Then he kissed me. And with, this time, no reticence. He kissed me and
laid his hand imperatively upon my breast, beneath the sheath of ancient lace.
I stumbled on the winding stair that led to the bedroom, to the carved, gilded
bed on which he had been conceived, I stammered foolishly: We've not taken
luncheon yet; and, besides, it is broad day-light. . .
All the better to see you.
He made me put on my choker, the family heirloom of one woman who had
escaped the blade. With trembling fingers, I fastened the thing about my neck.
It was cold as ice and chilled me. He twined my hair into a rope and lifted it
off my shoulders so that he could the better kiss the downy furrows below my
ears; that made me shudder. And he kissed those blazing rubies, too. He kissed
them before he kissed my mouth. Rapt, he intoned: "Of her apparel she
retains/Only her sonorous jewellery."
A dozen husbands impaled a dozen brides while the mewing gulls swung on
invisible trapezes in the empty air outside.

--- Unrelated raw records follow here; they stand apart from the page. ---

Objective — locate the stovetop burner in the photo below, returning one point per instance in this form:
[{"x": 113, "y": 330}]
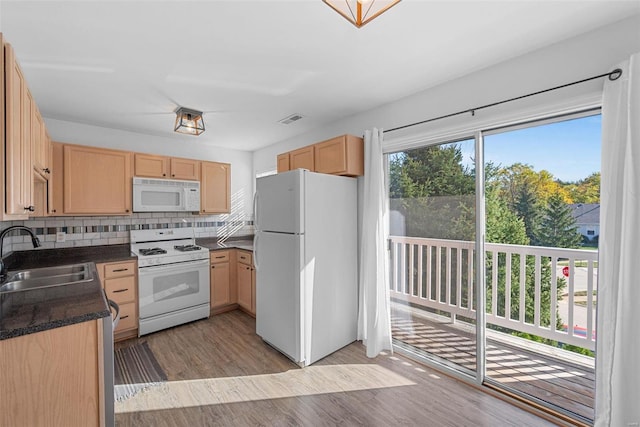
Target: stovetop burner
[
  {"x": 152, "y": 251},
  {"x": 187, "y": 248}
]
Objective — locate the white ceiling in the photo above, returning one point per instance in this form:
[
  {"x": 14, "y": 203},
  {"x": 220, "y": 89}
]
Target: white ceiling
[{"x": 247, "y": 64}]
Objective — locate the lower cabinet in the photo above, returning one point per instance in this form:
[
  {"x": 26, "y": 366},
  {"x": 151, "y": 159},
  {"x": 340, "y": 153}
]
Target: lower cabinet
[
  {"x": 245, "y": 276},
  {"x": 222, "y": 291},
  {"x": 120, "y": 283},
  {"x": 233, "y": 281},
  {"x": 54, "y": 377}
]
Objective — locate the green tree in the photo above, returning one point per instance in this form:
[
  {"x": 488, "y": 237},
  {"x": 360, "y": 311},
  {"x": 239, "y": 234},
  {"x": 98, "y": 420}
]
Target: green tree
[
  {"x": 586, "y": 190},
  {"x": 528, "y": 208},
  {"x": 557, "y": 225},
  {"x": 434, "y": 192}
]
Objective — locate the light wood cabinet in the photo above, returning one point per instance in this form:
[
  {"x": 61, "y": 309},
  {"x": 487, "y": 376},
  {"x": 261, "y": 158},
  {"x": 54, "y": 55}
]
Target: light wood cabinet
[
  {"x": 54, "y": 377},
  {"x": 96, "y": 181},
  {"x": 185, "y": 169},
  {"x": 283, "y": 162},
  {"x": 17, "y": 143},
  {"x": 343, "y": 155},
  {"x": 56, "y": 197},
  {"x": 221, "y": 285},
  {"x": 153, "y": 166},
  {"x": 39, "y": 194},
  {"x": 39, "y": 143},
  {"x": 120, "y": 282},
  {"x": 302, "y": 158},
  {"x": 245, "y": 277},
  {"x": 215, "y": 188}
]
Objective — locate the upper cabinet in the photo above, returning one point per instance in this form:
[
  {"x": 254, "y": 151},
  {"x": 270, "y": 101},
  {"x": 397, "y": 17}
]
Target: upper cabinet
[
  {"x": 25, "y": 145},
  {"x": 56, "y": 194},
  {"x": 343, "y": 155},
  {"x": 17, "y": 139},
  {"x": 283, "y": 162},
  {"x": 40, "y": 144},
  {"x": 185, "y": 169},
  {"x": 153, "y": 166},
  {"x": 96, "y": 181},
  {"x": 215, "y": 188},
  {"x": 302, "y": 158}
]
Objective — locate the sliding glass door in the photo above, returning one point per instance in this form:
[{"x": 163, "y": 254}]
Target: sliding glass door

I was brought to my senses by the intent shrilling of the telephone. He
lay beside me, felled like an oak, breathing stertorously, as if he had been
fighting with me. In the course of that one-sided struggle, I had seen his
deathly composure shatter like a porcelain vase flung against a wall; I had
heard him shriek and blaspheme at the orgasm; I had bled. And perhaps I had
seen his face without its mask; and perhaps I had not. Yet I had been
infinitely dishevelled by the loss of my virginity.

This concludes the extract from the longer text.